Edwards, “Infrastructure and Modernity,” 188. See also Furlong, “STS Beyond the ‘Modern Infrastructure Ideal.’”
See, for example, Wallerstein, The Modern World-System I; Quijano, “Coloniality of Power, Eurocentrism, and Latin America”; and Moore, Capitalism in the Web of Life.
In addition to the world-systems-inspired approaches referenced above, our framing of infrastructural modernity is indebted to scholarship in the Marxist and Black radical traditions, including the work of W. E. B. Du Bois, Eric Williams, C. L. R. James, Cedric Robinson, and Robin Blackburn, which situates Atlantic slavery as what Du Bois called the “foundation stone” of the modern capitalist world.

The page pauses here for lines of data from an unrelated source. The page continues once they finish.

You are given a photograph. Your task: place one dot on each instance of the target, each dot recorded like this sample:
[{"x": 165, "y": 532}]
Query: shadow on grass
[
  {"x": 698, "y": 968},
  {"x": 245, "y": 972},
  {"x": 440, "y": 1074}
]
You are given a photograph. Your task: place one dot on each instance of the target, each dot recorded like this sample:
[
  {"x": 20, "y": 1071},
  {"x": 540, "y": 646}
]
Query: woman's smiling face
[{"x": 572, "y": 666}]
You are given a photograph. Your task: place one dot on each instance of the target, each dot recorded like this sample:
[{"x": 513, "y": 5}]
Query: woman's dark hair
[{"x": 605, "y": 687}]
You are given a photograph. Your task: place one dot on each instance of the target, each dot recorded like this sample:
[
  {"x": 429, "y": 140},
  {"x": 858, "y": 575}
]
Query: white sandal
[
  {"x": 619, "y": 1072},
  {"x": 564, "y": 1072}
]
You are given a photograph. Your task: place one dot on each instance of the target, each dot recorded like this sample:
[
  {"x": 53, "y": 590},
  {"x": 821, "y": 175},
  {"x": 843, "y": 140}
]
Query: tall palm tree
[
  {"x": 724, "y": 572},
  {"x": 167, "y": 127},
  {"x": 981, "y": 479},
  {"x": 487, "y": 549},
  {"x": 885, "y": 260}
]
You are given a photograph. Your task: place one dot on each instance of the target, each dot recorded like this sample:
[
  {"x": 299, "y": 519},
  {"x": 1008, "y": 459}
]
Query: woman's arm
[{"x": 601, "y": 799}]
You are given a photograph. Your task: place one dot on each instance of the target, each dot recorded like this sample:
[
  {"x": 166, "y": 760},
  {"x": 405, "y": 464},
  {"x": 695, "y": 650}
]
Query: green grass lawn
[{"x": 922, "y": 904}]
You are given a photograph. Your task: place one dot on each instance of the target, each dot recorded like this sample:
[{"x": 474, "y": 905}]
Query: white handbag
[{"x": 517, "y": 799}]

See Du Bois, Black Reconstruction, 5; Williams, Capitalism and Slavery; James, The Black Jacobins; Robinson, Black Marxism; and Blackburn, The Making of New World Slavery. More recent scholarship in the field of US history has attended to the history of capitalism and, specifically, its entanglement with slavery in rich, empirical detail. For a helpful discussion of this historiography, see Beckert and Rockman, “Introduction: Slavery's Capitalism.” For the most part, however, infrastructure—as an object or an analytic—has received little sustained attention in this scholarship. Two recent exceptions are essays by Archie Davies and Eric Kimball, exploring the articulations, respectively, between British capital and the circulatory infrastructures of nineteenth-century Recife, Brazil, and between industry in New England and the infrastructures of slavery in the West Indies during the seventeenth and eighteenth centuries. See Davies, “The Coloniality of Infrastructure”; and Kimball, “‘What Have We to Do with Slavery?’”
Gilmore, Golden Gulag, 28. Brian Whitener draws on Gilmore's work to analyze the racialized politics of infrastructure in Detroit. See Whitener, “Detroit's Water Wars.”

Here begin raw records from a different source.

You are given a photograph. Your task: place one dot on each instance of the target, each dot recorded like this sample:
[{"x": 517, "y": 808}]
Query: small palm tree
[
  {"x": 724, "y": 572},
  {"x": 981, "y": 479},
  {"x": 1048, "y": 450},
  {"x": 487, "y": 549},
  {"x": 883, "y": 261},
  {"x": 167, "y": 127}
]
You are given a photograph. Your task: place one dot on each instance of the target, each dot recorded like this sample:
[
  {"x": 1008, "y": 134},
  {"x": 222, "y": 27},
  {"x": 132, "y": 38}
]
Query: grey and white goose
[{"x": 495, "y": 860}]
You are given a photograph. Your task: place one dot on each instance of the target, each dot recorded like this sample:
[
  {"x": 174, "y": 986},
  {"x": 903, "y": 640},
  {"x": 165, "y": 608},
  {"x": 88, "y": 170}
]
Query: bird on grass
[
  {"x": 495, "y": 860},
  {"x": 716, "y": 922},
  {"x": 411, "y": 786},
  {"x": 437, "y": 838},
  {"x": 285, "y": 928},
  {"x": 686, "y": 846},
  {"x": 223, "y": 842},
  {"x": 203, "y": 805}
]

Specifically, Larkin draws attention to the doubled effect of material infrastructures where they fulfill a concrete technical function even as they work as “concrete semiotic and aesthetic vehicles oriented to addressees.” As poetic vehicles, infrastructures not only draw on and convey fantasies and desires but also generate a “sensory apprehension of existence,” like the experience of speed, smoothness, or cold (Larkin, “The Politics and Poetics of Infrastructure,” 329, 338).
This approach is closer to Jagoda's study of the adjacent term “network,” where his concern is to understand the ways narrative and visual forms as well as games offer a sharpened analytical perspective on the networks dominating twenty-first-century social life, from social media to banking interfaces (Jagoda, Network Aesthetics).